Why I don’t give investment advice

When people ask for advice on personal investing, I’ve found they are either looking for confirmation that what they do is great (it’s usually not) or some sort of secret sauce for outperforming the market (which doesn’t exist). So people are inevitably disappointed by the answer. The best advice for personal investing is simple and boring: Diversify, invest with a long time horizon, minimize churn and transaction costs, know your risk profile and liquidity needs.

When it comes to investing, people are their own biggest enemy. Lured by the siren call of get-rich-quick schemes, they waste precious time and resources (and nerves) on things like chart reading, momentum-chasing or over-exposing themselves to the latest fad. Gambling is fine, but you should recognize it as such.
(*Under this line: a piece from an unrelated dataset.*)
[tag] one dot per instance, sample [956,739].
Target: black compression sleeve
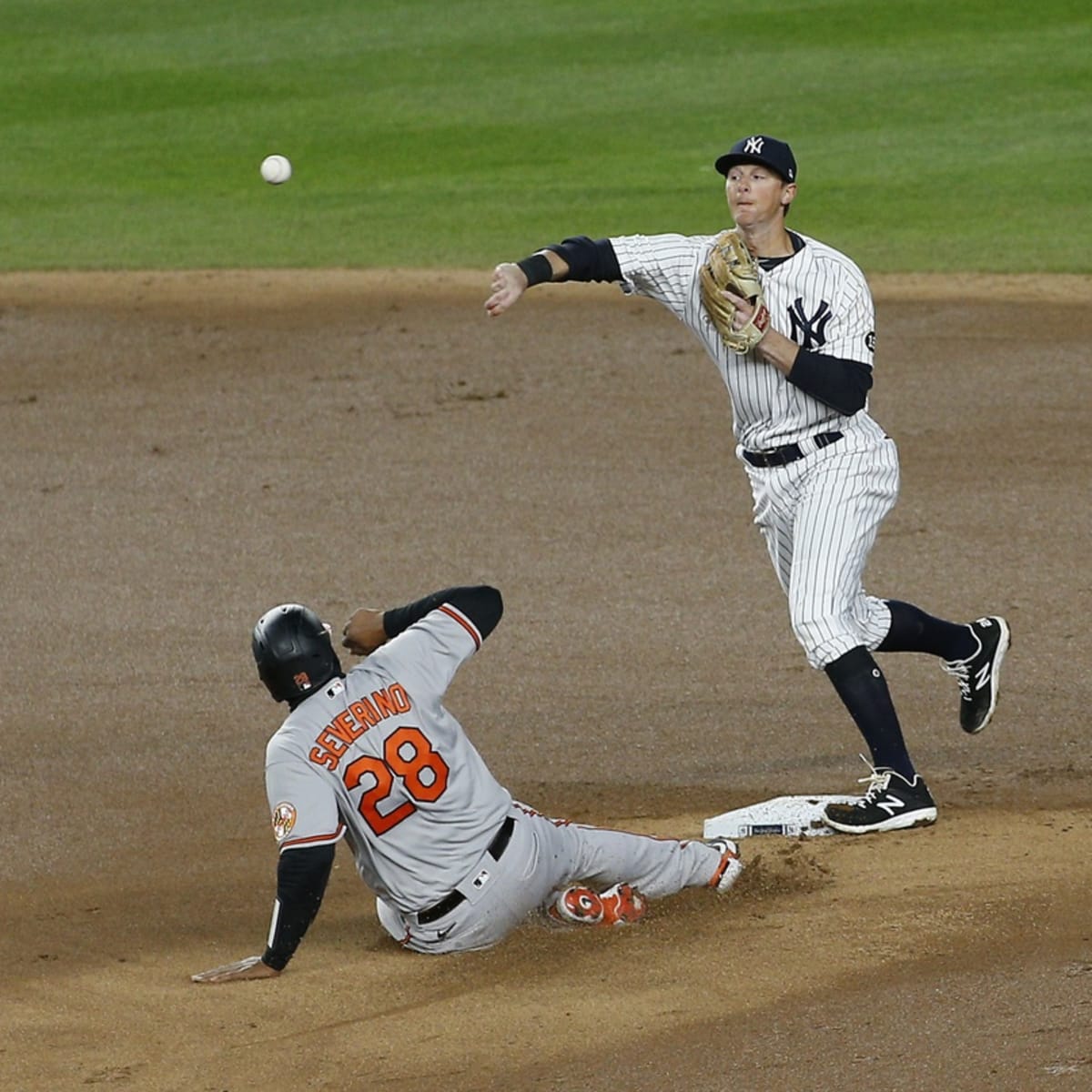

Another error I see people often make is trying to copy strategies they can’t possibly compete in. Personal investing is a fundamentally different game from professional investing. Many of the approaches developed in a professional context simply don’t work or don’t make sense for your personal account. They rely on superior market access (e.g. shorts available at low cost, cheap financing, OTC supply), data that is hard to get (e.g. proprietary data sources or very expensive non-proprietary ones) and technology that is hard to build (e.g. ML models capable of dealing with non-stationary effects). You can’t hope to compete on HFT market making or bond arbitrage with the resources of an individual investor. It is highly improbable that you’ll have an analytical or informational advantage here [1].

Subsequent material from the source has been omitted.